Yoga may surprise you. Many people think of yoga as being a series of “funny positions” during which you are supposed to meditate. However, there is much more involved with yoga. It is actually an umbrella word that encompasses physical discipline, religion, and several forms of philosophy.
What is Yoga?
The word “yoga” actually refers to the idea of “yoking” together the mind and the body of the practitioner. The first record of the practice of yoga dates back to the year 1500 BC in India.
In Hatha yoga, the physiology of the human body is defined in 3 categories: the physical, the subtle, and the causal. The “Self” of the person, otherwise known as the atman, is in five layers, visualized much like the layers of an onion. These five layers each have energy flowing through them. These five layers, or “sheaths” are:
- Food (the physical body, made of flesh and bone, fat, skin, and filth)
- Energy (in the form of breath – the life that animates the body)
- Mind (also includes the senses; makes the person who he is and can be changed)
- Wisdom (the intellect, influenced by senses. Can change, has no self-knowledge, and is not always present)
- Bliss (the innermost sheath, only expresses itself during deep sleep)
Besides these physical traits of the human being, there is the subtle traits, which are made up of energies that course throughout each of the layers. These energies flow throughout the layers, or sheaths, and encounter meeting points called chakras. These meeting points can become clogged or polluted, causing illness, mental distress, or any of the other problems that the human being encounters.
The Practices of Yoga
There are many different practices of yoga, as it has both Hindu and Buddhist roots. The word, itself, has multiple meanings. However, it is, in general, meant to describe the yoking together of the human body, mind, and spirit to attain balance and full awareness.
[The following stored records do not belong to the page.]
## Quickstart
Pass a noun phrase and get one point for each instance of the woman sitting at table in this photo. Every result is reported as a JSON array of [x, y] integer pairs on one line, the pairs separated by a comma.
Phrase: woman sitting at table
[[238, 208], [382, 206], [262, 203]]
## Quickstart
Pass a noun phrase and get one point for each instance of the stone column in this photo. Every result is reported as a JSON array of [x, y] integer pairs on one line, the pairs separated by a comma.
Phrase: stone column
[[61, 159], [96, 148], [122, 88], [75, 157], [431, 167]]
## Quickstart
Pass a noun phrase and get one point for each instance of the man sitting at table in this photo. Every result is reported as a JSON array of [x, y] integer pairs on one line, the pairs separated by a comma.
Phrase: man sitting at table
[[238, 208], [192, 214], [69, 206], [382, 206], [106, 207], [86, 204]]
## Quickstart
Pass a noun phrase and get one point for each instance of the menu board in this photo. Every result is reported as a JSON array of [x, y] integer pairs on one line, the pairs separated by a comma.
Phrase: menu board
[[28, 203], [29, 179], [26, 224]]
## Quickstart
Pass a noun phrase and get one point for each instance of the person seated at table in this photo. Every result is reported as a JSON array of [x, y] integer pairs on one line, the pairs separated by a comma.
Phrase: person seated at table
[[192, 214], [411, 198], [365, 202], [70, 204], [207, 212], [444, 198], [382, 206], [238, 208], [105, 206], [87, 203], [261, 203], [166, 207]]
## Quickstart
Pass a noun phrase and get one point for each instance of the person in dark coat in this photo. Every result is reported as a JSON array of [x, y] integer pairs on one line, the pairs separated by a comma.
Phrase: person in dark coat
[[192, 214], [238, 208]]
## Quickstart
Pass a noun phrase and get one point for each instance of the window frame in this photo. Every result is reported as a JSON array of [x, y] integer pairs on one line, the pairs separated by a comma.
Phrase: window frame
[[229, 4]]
The goals of this yoking may be to attain better physical health, emotional healing, or spiritual purity. The different types of yoga typically have different goals, such as those mentioned here, and others.
Yoga came to the western civilizations in the mid to late 1800s. This was during the height of the Victorian era, in which England had a presence on every continent on the planet, and the strange and unusual animals, plants, and sciences of the world were all showcased in the UK. Swami Vivekananda taught the philosophy of yoga to the era’s leading transcendentalists, such as Ralph Waldo Emerson.
Throughout the remainder of the 19th century and through the first half of the 20th century, westernized yoga focused on the transcendental feature of meditation and “getting in touch” with the “inner self”. However, the later part of the 1900s saw a growth in the physical discipline aspect of the movement.
Since the late 20th century, yoga has been seen in the West as an excellent physical exercise and stress maintenance discipline for people of all ages and physical abilities. Fitness boot camps that feature yoga have been becoming more common over the past 10 years and are springing up all over the British countryside.